HCR : António Guterres salue la politique sud-africaine à l&#39égard des réfugiés

27 août 2007

Le Haut Commissaire des Nations Unies pour les réfugiés, António Guterres, a rendu hommage vendredi au gouvernement d&#39Afrique du Sud pour sa politique progressiste en faveur des réfugiés et des demandeurs d&#39asile, et notamment son engagement à faciliter l&#39accès aux services de première nécessité.

« Si l'on regarde la politique et la législation sud-africaines, les réfugiés bénéficient d'un des systèmes de protection les plus avancés et progressistes existant aujourd'hui dans le monde », a déclaré le Haut Commissaire lors d'une réunion qu'il a tenue avec la ministre de l'Intérieur, Nosiviwe Mapisa-Nqakula.

António Guterres a dit aux réfugiés assistant à cette réunion que l'engagement pris par le gouvernement sud-africain à leur procurer l'accès à des services tels que la santé et l'éducation était indéniable, mais il a rappelé que les autorités rencontraient des difficultés dans la mise en application de cette politique, indique un communiqué publié le 24 août à Johannesburg.

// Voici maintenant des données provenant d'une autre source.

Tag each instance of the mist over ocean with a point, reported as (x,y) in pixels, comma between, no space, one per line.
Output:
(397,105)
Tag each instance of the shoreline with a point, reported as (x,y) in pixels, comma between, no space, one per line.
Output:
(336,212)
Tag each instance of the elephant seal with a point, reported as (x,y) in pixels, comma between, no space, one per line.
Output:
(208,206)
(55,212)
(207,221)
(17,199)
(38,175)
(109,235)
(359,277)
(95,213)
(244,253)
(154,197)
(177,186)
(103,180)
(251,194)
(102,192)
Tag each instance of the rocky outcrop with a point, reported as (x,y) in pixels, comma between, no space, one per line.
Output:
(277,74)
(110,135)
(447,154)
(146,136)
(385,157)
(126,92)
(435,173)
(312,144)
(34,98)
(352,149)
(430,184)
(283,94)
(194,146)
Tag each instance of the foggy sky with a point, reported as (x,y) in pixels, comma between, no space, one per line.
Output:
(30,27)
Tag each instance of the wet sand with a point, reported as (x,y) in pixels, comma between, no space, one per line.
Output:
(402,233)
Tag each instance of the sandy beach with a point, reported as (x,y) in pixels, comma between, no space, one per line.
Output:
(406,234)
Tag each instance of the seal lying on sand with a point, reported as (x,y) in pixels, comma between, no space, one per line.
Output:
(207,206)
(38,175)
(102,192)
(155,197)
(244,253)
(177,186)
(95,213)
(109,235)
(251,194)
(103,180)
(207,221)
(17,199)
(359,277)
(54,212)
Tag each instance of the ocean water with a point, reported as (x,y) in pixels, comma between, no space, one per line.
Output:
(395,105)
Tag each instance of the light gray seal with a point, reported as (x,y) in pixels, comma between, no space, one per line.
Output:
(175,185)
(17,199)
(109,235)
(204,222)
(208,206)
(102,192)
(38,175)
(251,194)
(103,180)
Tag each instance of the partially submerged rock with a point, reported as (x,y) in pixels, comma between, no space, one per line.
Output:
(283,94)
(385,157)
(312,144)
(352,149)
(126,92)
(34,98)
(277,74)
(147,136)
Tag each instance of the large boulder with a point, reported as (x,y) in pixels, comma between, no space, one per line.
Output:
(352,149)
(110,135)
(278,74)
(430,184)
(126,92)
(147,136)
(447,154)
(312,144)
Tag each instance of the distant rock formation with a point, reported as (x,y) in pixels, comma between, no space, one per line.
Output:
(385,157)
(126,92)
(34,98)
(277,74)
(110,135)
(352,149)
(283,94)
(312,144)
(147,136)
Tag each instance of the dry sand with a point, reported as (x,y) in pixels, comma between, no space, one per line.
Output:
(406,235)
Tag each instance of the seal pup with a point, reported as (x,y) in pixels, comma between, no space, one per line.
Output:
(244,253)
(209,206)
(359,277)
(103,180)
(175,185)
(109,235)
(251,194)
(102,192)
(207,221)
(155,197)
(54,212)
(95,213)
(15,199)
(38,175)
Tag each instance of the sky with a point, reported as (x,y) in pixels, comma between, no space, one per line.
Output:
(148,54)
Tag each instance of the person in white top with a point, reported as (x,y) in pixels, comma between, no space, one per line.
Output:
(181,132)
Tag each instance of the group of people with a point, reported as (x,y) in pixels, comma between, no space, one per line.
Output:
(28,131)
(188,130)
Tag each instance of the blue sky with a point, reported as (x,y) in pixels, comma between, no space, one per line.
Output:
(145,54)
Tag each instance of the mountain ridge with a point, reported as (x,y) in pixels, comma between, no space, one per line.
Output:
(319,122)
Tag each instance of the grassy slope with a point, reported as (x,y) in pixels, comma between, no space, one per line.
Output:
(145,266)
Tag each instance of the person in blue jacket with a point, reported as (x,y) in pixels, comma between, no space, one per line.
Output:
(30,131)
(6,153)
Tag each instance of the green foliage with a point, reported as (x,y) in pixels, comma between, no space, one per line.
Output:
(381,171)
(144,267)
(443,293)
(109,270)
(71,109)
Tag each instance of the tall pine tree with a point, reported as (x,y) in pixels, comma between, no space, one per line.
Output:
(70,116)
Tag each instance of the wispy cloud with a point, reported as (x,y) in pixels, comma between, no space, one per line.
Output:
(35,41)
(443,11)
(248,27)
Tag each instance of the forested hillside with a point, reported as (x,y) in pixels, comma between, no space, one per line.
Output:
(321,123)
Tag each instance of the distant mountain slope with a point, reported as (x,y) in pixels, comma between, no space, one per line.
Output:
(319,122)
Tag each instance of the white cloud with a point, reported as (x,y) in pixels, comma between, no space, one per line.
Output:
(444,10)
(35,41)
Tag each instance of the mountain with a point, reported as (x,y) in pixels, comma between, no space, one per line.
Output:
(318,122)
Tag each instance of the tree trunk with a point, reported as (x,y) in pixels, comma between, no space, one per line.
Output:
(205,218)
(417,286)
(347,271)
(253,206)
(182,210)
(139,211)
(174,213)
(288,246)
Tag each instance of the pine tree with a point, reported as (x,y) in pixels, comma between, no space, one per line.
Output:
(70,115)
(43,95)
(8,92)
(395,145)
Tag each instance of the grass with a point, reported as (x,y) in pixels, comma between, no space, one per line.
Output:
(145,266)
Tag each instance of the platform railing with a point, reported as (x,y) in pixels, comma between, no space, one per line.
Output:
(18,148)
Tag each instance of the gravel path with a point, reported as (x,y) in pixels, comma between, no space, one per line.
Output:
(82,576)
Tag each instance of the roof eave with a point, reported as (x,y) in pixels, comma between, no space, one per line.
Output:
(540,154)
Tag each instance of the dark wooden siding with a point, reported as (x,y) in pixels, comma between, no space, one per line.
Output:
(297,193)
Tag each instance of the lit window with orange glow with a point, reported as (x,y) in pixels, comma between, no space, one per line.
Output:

Les réfugiés ont fait part au responsable de l'UNHCR de leurs préoccupations quant aux obstacles qui empêchent leur intégration dans la société, cela en dépit de documents qui leur octroient virtuellement tous les droits dont jouissent les autres citoyens du pays, dont le droit de travailler et l'accès à l'éducation primaire et aux services de santé de base. Les réfugiés prétendent que les employeurs et les fonctionnaires ignorent souvent leurs documents.

Selon le Haut Commissariat des Nations Unies pour les réfugiés (UNHCR), la ministre Mapisa-Nqakula a reconnu les difficultés rencontrées par les réfugiés et s'est engagée à ce que son ministère redouble d'efforts pour que les politiques visant à l'intégration des réfugiés et des demandeurs d'asile dans la société soient pleinement mises en oeuvre.

« La reconnaissance par la ministre Mapisa-Nqakula des problèmes existants est pour moi une leçon d'humilité, car la responsabilité d'un gouvernement n'est pas de se protéger, mais bien de reconnaître ses problèmes et de s'engager à ?uvrer en faveur d'un changement », a indiqué António Guterres.

« L'UNHCR travaille avec un gouvernement qui reconnaît les défis qui sont les siens et qui est décidé à travailler pour les relever. Notre rôle en Afrique du Sud est d'essayer d'aider le gouvernement à faciliter les progrès dans les domaines de la protection et de l'assistance fournies aux réfugiés », a-t-il souligné.

La visite du Haut Commissaire en Afrique du Sud intervient à un moment critique pour le ministre de l'Intérieur, qui s'efforce de faire face à un flux de migrants et de réfugiés.

Selon les informations parues dans la presse, ce sont près de 3.000 zimbabwéens qui passent chaque jour la frontière en direction de l'Afrique du Sud.

« Il y a dix ans, l'Afrique du Sud était un pays qui produisait des réfugiés », a dit la ministre Mapisa-Nqakula, « alors qu'aujourd'hui nous accueillons des réfugiés tout en faisant face aux défis que représentent les flux de migrations mixtes. Notre système en faveur des réfugiés a donc été congestionné par ces migrants qui sont dans le pays pour des raisons économiques, mais tentent de régulariser leur séjour en demandant l'asile. »

Avec l'aide de l'UNHCR, le ministère de Madame Mapisa-Nqakula a lancé l'année dernière un projet d'envergure visant à résorber les demandes d'asile en retard – certaines remontant à plusieurs années. L'Afrique du Sud a enregistré 53.000 demandes d'asile en 2006 – plus qu'aucun autre pays dans le monde.

« Gérer le phénomène des migrations mixtes – ce qui signifie aussi garantir que les réfugiés reçoivent une protection – n'est pas seulement une obligation juridique et un impératif moral, mais [également] un défi administratif gigantesque », a dit António Guterres.

L'UNHCR a fait du renforcement des capacités nationales destinées à identifier les réfugiés et à leur fournir une protection l'un de ses objectifs stratégiques les plus importants à travers le monde.

Lors de sa visite, le Haut Commissaire a également rencontré le président Thabo Mbeki et des fonctionnaires de haut rang, s'entretenant avec eux sur les besoins humanitaires et de protection des réfugiés. António Guterres a aussi rendu visite aux bureaux de Cape Town et Johannesburg qui traitent les demandes d'asile en retard.

Le Haut Commissaire était attendu de retour en Europe tard vendredi, après un voyage en Afrique méridionale au cours duquel il s'est également rendu en Zambie et au Mozambique.